Los Alpes son cruciales para el abastecimiento de agua, no solamente en los ocho países alpinos, sino también en gran parte de la Europa continental, pues alimentan a muchos de los principales ríos. Por eso se han convertido en un símbolo representativo de la magnitud de la amenaza y del tipo de respuesta que hace falta dar. Las estrategias y políticas de adaptación deben incluir elementos locales, transfronterizos y de ámbito comunitario. Actividades aparentemente inconexas, como la agricultura y el turismo, la producción de energía y la sanidad pública, deben analizarse conjuntamente.

En última instancia, la adaptación significa reconsiderar dónde y cuándo vivimos ahora y cómo será en el futuro. ¿De dónde obtendremos el agua? ¿Cómo nos protegeremos de los episodios extremos?

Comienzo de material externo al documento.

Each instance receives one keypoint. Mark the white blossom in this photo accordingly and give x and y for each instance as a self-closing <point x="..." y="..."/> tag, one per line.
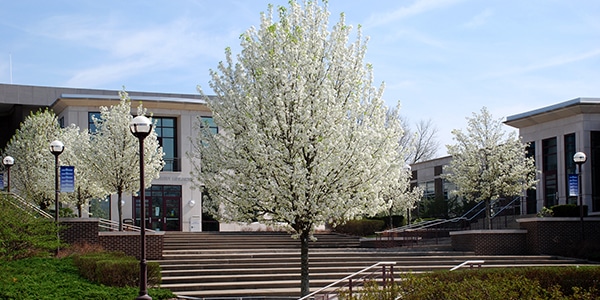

Los estudios de la AEMA realizados sobre cobertura de los suelos muestran que las zonas costeras son las áreas donde la actividad de construcción es más intensa. El informe de la AEMA Evolución de las zonas costeras en Europa habla del «muro mediterráneo» y muestra que el 50 % del litoral mediterráneo está edificado. La escasez de agua y la sequía son ya un problema en muchas de estas regiones. Más apartamentos, más turistas y más campos de golf se traducen en una mayor demanda de agua. Las zonas costeras del norte y oeste de Europa, donde se espera un aumento de las inundaciones, también se están desarrollando rápidamente.

La integración de la adaptación en las principales políticas comunitarias ha sido limitada. Sin embargo, la Comisión Europea publicará un Libro blanco sobre adaptación en 2009. Un reciente informe de la AEMA señala que, hasta la fecha, tan sólo siete de los 32 países de la AEMA han adoptado realmente estrategias nacionales de adaptación al cambio climático. Sin embargo, todos los Estados miembros de la UE están trabajando en la preparación, el desarrollo y la aplicación de medidas nacionales basadas en la situación observada en cada país.

La reflexión colectiva necesaria para que la adaptación resulte eficaz todavía no se ha desarrollado del todo, pero el proceso ya está en marcha.


Bibliografía

IPCC, 2007. IPCC report, Climate ChangeImpacts, Adaptation and Vulnerability, April 2007.

EEA, 2006. The changing faces of Europe'scoastal areas. EEA Report No 6/2006.

EEA, 2008. Impacts of Europe's changingclimate — 2008 indicator-based assessment. EEA Report No 4/2008.

EEA, 2009. Adaptation to water shortages in the Alps (in preparation).

Footnotes

(1) El 27 de mayo de 2008, el Departamento de Medio Ambiente de Cataluña explicó que las recientes lluvias abundantes habían aliviado la sequía de la capital, Barcelona, y posiblemente permitirían al Gobierno levantar las restricciones del consumo de agua. Los embalses, que en marzo estaban al 20 % de su capacidad, están ahora al 44 % de su nivel máximo.